The study addresses the gap in knowledge about ESBL-producing S. Kentucky in Zimbabwe by integrating WGS-based phylogenomics with resistome and plasmid analyses across human clinical and poultry-associated isolates. The tight clustering and minimal SNP distances among ST198 isolates from different sources, locations, and years indicate rapid recent spread of a single epidemic clone within Zimbabwe, with inter-farm transmission and potential contamination of the food chain (e.g., feed). The presence of near-identical isolates across human and poultry sources supports poultry as an important source of human infection, even though direct transmission events cannot be conclusively demonstrated from the available sampling. The detection of SGI1-KIV in all ST198 isolates, combined with widespread fluoroquinolone resistance (gyrA/parC mutations) and high prevalence of an IncHI2 plasmid carrying blaCTX-M-14.1 and fosA3, underscores extensive and clinically significant resistance, narrowing therapeutic options. In the global phylogenetic context, the Zimbabwe clade is nested within the well-known international ST198 epidemic lineage, but exhibits a distinctive resistome likely due to local acquisition of an IncHI2 plasmid (pGTZIM1). These findings emphasize the role of poultry production and antimicrobial usage in driving and maintaining MDR in S. Kentucky and highlight the need for One Health surveillance and stewardship.

This work provides the first WGS-based characterization of ESBL-producing S. Kentucky ST198 from human and poultry sources in sub-Saharan Africa, revealing a highly resistant clone circulating in Zimbabwe. Key contributions include: identification of a closely related ST198 clade across human and poultry sectors; universal presence of SGI1-KIV; high prevalence of an IncHI2 plasmid (pGTZIM1) carrying blaCTX-M-14.1 and fosA3; and widespread quinolone resistance mutations. The data implicate poultry as a major reservoir and transmission source for human infections. Future work should expand genomic surveillance across the food chain and environment, quantify transmission pathways (including feed and inter-farm spread), monitor plasmid dynamics, and implement antimicrobial stewardship and biosecurity interventions under a One Health framework.
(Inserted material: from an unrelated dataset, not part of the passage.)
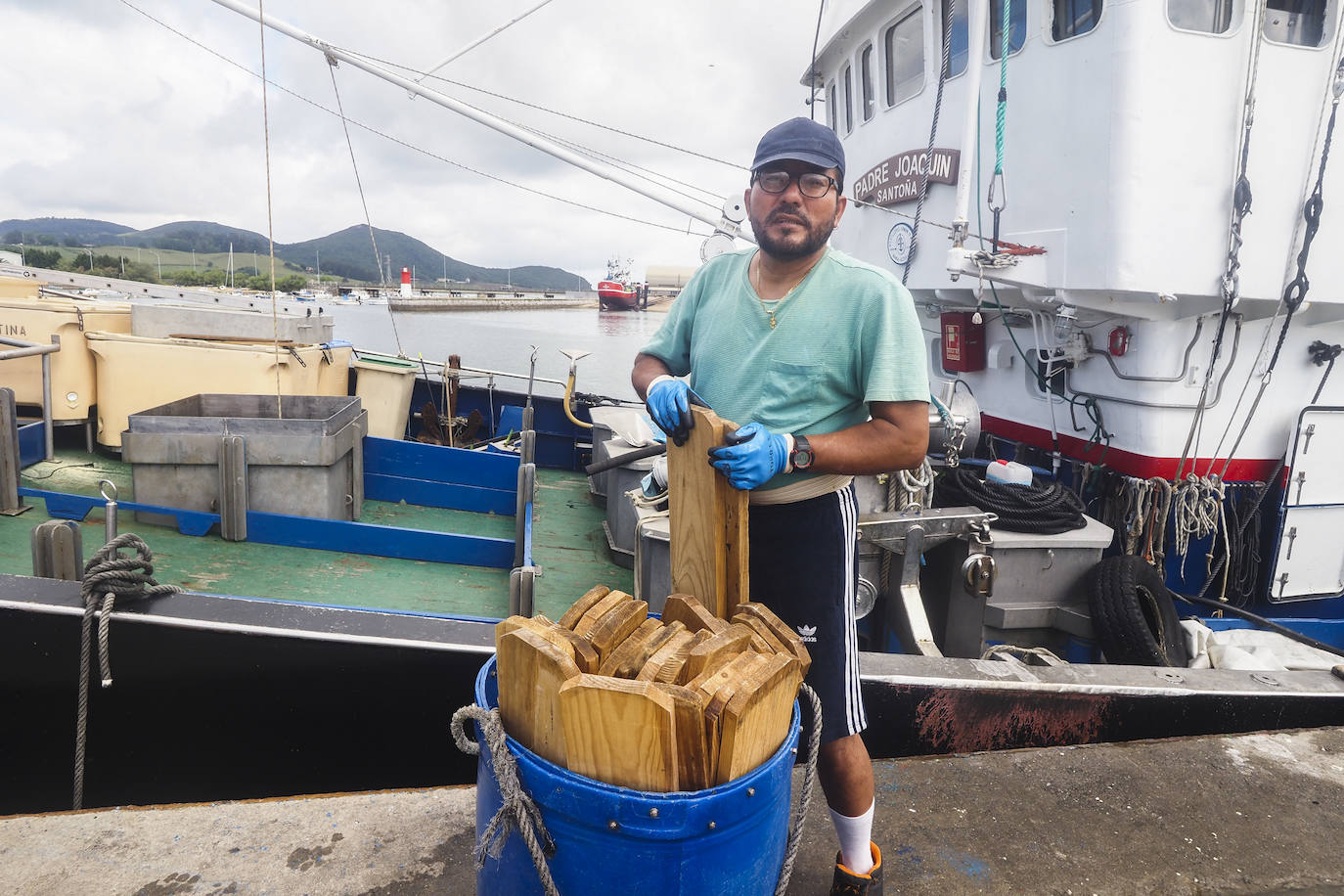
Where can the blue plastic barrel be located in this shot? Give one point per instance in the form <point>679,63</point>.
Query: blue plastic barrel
<point>728,840</point>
The principal limitation is the relatively small number of S. Kentucky isolates (n=37) and uneven sampling across sources, geography, and time, which constrains inference of direct transmission events and quantification of transmission routes. Overrepresentation of poultry-associated samples may bias serotype frequencies. Some conclusions about spread and source attribution are therefore inferential and would benefit from broader, longitudinal, and systematic sampling.